その後、由紀は叔父の家に引き取られている自分と境遇が似ていることもあり、すっかり洋子と打ち解けてから引き揚げました。
その夜、実は洋子は絹江のバーでホステスをして家計を補っていたのですが、その店に丈夫が現れて彼女を口説き、帰りに車の中でレイプされてしまいました。

ある日、吉岡は教材のテープをポルノと差し替えられたのに激怒し、とうとう迪子を連続ビンタで追い込みます。
そこを由紀が「こいつらに言っても無駄だよ」と宥め、騒ぎを納めたのですが、このことで迪子は吉岡にも由紀にも恨みを抱きます。
兼ねてより由紀に目を付けていた澄子はこの事件をきっかけに彼女に接近し、自宅である豪邸でもてなして仲間に引き入れました。

そして迪子はスナックの店主から澄江の悪事の情報を得て手下を二人送り込み、情報提供料として売春していたのですが、逆に部下は澄江達に捕まってしまい、乳首をライターで焼かれるというリンチを受けました。
澄江は身代金として10万円を要求したので、迪子はゾロゾロと殴り込みに行きました。
そして公園で乱闘になったのですが、そこに秋子を連れた吉岡が通りがかり、「喧嘩止めろ」と割り込んだので澄江たちは退散しました。
吉岡は反抗的な態度を取る迪子に「いい加減世の中のせいにするの止めろ!」と怒鳴りビンタしたので、揉み合いになります。

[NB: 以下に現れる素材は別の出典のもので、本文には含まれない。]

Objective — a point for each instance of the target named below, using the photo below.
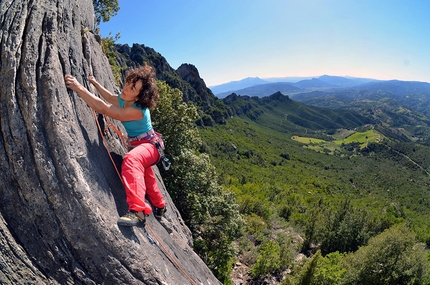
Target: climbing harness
(152, 237)
(154, 138)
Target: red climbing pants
(139, 179)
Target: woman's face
(129, 92)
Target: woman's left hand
(72, 83)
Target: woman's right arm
(108, 96)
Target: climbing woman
(132, 107)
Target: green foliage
(393, 257)
(337, 202)
(209, 211)
(268, 260)
(320, 270)
(105, 9)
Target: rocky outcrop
(190, 74)
(60, 195)
(137, 54)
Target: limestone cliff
(60, 195)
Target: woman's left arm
(100, 106)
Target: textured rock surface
(60, 195)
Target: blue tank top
(137, 127)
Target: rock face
(60, 194)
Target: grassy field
(323, 146)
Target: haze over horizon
(232, 40)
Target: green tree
(268, 260)
(105, 9)
(393, 257)
(208, 210)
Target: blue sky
(228, 40)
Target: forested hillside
(323, 184)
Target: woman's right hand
(92, 79)
(72, 83)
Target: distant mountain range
(255, 86)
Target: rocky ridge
(60, 195)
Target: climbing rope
(160, 244)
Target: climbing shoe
(132, 218)
(159, 212)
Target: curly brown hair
(148, 95)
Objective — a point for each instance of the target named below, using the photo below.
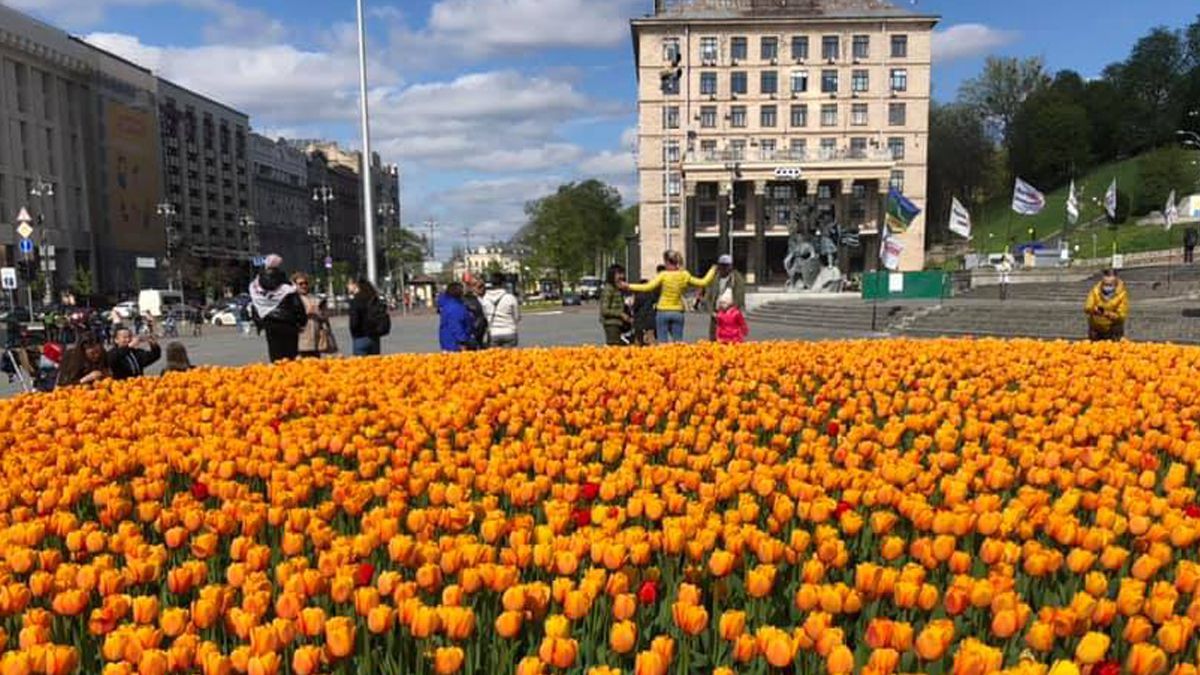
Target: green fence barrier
(905, 285)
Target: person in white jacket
(503, 314)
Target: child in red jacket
(731, 323)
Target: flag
(1072, 204)
(891, 249)
(1171, 211)
(1027, 199)
(960, 219)
(900, 211)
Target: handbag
(327, 344)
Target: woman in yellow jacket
(672, 284)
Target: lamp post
(43, 189)
(167, 211)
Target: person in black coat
(277, 310)
(127, 359)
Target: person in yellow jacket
(1107, 308)
(673, 282)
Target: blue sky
(489, 103)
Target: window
(769, 82)
(829, 114)
(859, 81)
(862, 47)
(671, 151)
(739, 49)
(738, 83)
(738, 117)
(769, 48)
(671, 117)
(858, 114)
(828, 82)
(829, 47)
(801, 47)
(801, 115)
(799, 82)
(767, 117)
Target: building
(282, 201)
(46, 89)
(760, 118)
(204, 148)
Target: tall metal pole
(367, 192)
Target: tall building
(281, 201)
(762, 118)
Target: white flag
(960, 219)
(1072, 204)
(1027, 199)
(1171, 213)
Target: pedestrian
(473, 290)
(1108, 308)
(276, 309)
(84, 363)
(673, 282)
(727, 280)
(503, 314)
(613, 316)
(455, 322)
(730, 323)
(177, 358)
(127, 358)
(316, 330)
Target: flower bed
(877, 507)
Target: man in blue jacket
(455, 330)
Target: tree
(1000, 90)
(1159, 172)
(1050, 138)
(570, 230)
(959, 163)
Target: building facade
(46, 88)
(281, 210)
(762, 119)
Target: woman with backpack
(369, 317)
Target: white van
(157, 302)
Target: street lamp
(43, 189)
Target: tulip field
(835, 507)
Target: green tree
(573, 228)
(959, 163)
(1001, 89)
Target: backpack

吉岡は何を思ったか迪子グループを固い路上に次々に投げ飛ばすという暴挙に出て全員やっつけてしまいました。
迪子は近くの喫茶店に「この辺で手打ちとしましょう」と吉岡を誘い出し、素直に話を聞くふりをして店の照明を落とし、仲間と一斉に襲い掛かりました。
迪子たちは吉岡をボコボコにして逃走しました。

その後、澄江グループが大規模な売春を行っている件で警察が捜査に来たので教師は騒然とします。
吉岡は澄江グループを〆るべきだと主張したのですが、理事長が事件をもみ消してしまいました。
そんな中、吉岡は迪子たちを呼んでまたビンタしたので迪子はキレ、男友達を呼んできて吉岡を縛り上げ、彼の目の前で秋子を輪姦させます。
クズ中のクズだと思います。
その後、そこに由紀が現れて男どもを蹴散らし、迪子にタイマン勝負を申し込みました。
結局勝負はつかずに引き分けとなったのですが、迪子は由紀が落として行った財布の中身を見て、由紀が一家四人心中事件の生き残りという悲惨な境遇であると知りました。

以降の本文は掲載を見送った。